JA reports having seen a fine display in her youth while on holiday in Switzerland. She could not identify the date exactly, but I think I have identified it as 25 Jan 1938. According to my Observer's Book of Astronomy (published in 1967) this event is described as the "brightest British aurora of modern times" and that it "was a vivid red in hue, and some people in southern England believed all London to be on fire". Given that skies were generally darker then than now and that with the spectre of impending war, perhaps this belief was not unreasonable.
I remember that the first Northern Lights I ever saw was while I was at school in Malvern. While walking through the grounds after some evening event I looked up and saw a rayed display in progress. In the minutes that followed it gradually declined, so it is possible that even more might have been visible earlier. Viewing conditions were not ideal given that it was from the middle of a town, but the sky was clear.

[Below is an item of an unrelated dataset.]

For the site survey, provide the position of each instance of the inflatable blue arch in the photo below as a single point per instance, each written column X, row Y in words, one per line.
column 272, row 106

Following a search through some old diaries I eventually managed to track down the occasion, hence my knowing the precise date after all these years. At the time of writing nearly 20 years ago how could I have known that it would ever see the light of day, but for posterity here is the report:-
1005BST: Conspicuous glow in northern sky reaching to about 45 degrees altitude. Three vertical red streamers are visible, similar in appearance to a search light beam on a misty night. All three beams are in the north and extend to about 45 degrees altitude.
1010: Streamers have disappeared leaving a red glow centred on the region of sky between Ursa major and Auriga.
1015: Glow fainter than before, declining to a maximum altitude of 30 degrees.
1020: Much fainter and beginning to get hard to distinguish from background sky glow.
1025: Show effectively over. Still faintly visible though probably would not have noticed it had its presence not already been known.